Kids' Social Security Benefits When Parents Live Apart - dummies

Kids’ Social Security Benefits When Parents Live Apart

By Jonathan Peterson

Copyright © 2018 by AARP. All rights reserved.

If you and your spouse get divorced, and your spouse collects Social Security benefits, how does that income fit into the picture? Does it affect how much one spouse may owe in child support? The answer is yes — a spouse’s Social Security benefit generally counts toward his or her income, and this may be significant in terms of paying child support.

• Divorce, including the matter of child support, is a state issue, and the laws vary widely.
• Even more important, you’re bound by the court order setting the terms of your divorce.

You should be aware of certain rules if you end up in a dispute with a former spouse over Social Security benefits. Social Security benefits generally count toward the income of the worker who has earned them. In many states, this means that if a child receives Social Security benefits as a dependent of a noncustodial parent, those benefits may count toward the parent’s child-support payment. This sort of situation can arise, for example, if a noncustodial parent begins collecting Social Security disability or retirement benefits and the child gets auxiliary benefits.

Suppose you’re a dad who owes child support of $800 per month, but your child is getting $400 per month in Social Security benefits based on your earnings record. If your state allows a complete offset, you would’ve paid half of your $800 obligation through Social Security and still owe another $400. (Some states may allow less than a dollar-for-dollar offset. In other words, $400 of Social Security benefits would reduce a child-support obligation by a lesser amount. Other states leave more discretion to the judge, based on the child’s need.)

If you’re paying child support, be aware that your Social Security benefit can be garnished if you fall behind. (The same is true for delinquent alimony payments.) These are among the few exceptions to the general protection for Social Security against garnishment. The fact that Social Security may be garnished for delinquent child support and alimony is also a notable difference between Social Security and Supplemental Security Income (SSI). SSI generally can’t be garnished.

Divorced parents also may get into conflicts if a child is potentially eligible for dependent Social Security benefits based on the record of a noncustodial parent but that parent declines to apply for those benefits. The uncooperative parent may fear — incorrectly — that dependent benefits will reduce the parent’s amount. Or he or she may be avoiding the SSA for other reasons, such as not wanting his or her earnings scrutinized.

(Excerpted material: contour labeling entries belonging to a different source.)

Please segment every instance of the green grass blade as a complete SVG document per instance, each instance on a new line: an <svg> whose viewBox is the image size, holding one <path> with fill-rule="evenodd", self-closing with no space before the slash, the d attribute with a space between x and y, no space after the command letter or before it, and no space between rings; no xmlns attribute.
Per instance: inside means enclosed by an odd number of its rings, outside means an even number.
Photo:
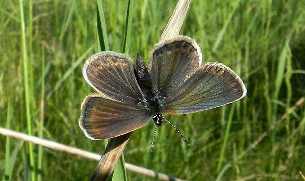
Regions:
<svg viewBox="0 0 305 181"><path fill-rule="evenodd" d="M44 57L44 49L42 49L42 55L43 55L42 57ZM43 58L42 60L41 60L41 96L40 98L40 121L39 122L39 125L38 126L38 136L40 138L42 138L43 137L43 119L44 115L44 75L45 74L45 60L44 58ZM40 172L38 173L38 175L37 176L37 180L38 181L41 181L42 180L42 160L43 159L43 150L42 150L42 146L41 145L38 146L38 158L37 158L37 168L38 170L39 170Z"/></svg>
<svg viewBox="0 0 305 181"><path fill-rule="evenodd" d="M218 165L217 166L217 170L216 170L217 173L218 173L219 171L220 170L220 168L221 168L222 162L223 162L223 160L224 159L225 151L226 150L226 147L227 147L227 145L228 144L228 139L229 138L230 129L231 129L231 126L232 125L232 121L233 115L234 113L235 108L235 104L234 103L231 105L231 109L230 110L230 113L229 114L229 117L228 118L228 120L227 122L227 127L226 128L226 132L224 135L224 137L223 138L223 142L222 143L222 146L221 147L221 150L220 150L220 155L219 157L219 159L218 160Z"/></svg>
<svg viewBox="0 0 305 181"><path fill-rule="evenodd" d="M103 4L101 0L96 0L97 8L96 9L96 23L97 24L97 34L99 40L99 47L100 51L108 51L109 50L108 45L108 38L107 34L107 28L105 21L105 16L103 10Z"/></svg>
<svg viewBox="0 0 305 181"><path fill-rule="evenodd" d="M29 64L28 53L27 51L27 43L26 40L26 28L25 28L25 20L24 18L24 13L23 11L23 0L19 0L19 8L20 8L20 26L21 32L21 47L22 59L23 60L23 76L24 76L24 84L25 89L25 97L26 101L26 111L27 116L27 126L28 129L28 134L32 134L31 124L31 113L30 107L30 83L29 80ZM30 179L32 181L35 181L35 172L33 169L34 165L34 153L33 151L32 144L31 143L28 143L29 154L29 163L30 169Z"/></svg>
<svg viewBox="0 0 305 181"><path fill-rule="evenodd" d="M8 129L10 129L11 121L12 120L12 105L9 101L7 104L7 111L6 113L6 126ZM10 181L12 177L12 163L10 162L10 138L7 136L5 140L5 157L4 159L4 175L2 181Z"/></svg>
<svg viewBox="0 0 305 181"><path fill-rule="evenodd" d="M125 35L122 52L127 53L129 50L130 36L131 34L131 26L132 25L132 16L133 15L133 5L134 0L129 0L126 16L126 24L125 26Z"/></svg>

The SSA says it tries to help with an application for a child’s benefit (based on the record of the noncustodial parent) even when that parent doesn’t cooperate. The custodial parent should provide proof of the child’s age and relationship to the other parent and, if possible, the other parent’s Social Security number. (Anecdotally, such applications sometimes face an uphill climb.)

If a divorced parent potentially qualifies for benefits but hasn’t applied (maybe he’s over age 62 but hasn’t claimed his retirement benefits), the child isn’t eligible for dependent benefits. This is different from the way a dependent former spouse is treated. The SSA allows such a former spouse to file for spousal benefits at age 62, even if the ex — on whose record the spousal benefits are based — hasn’t claimed benefits (if the divorce has lasted two years).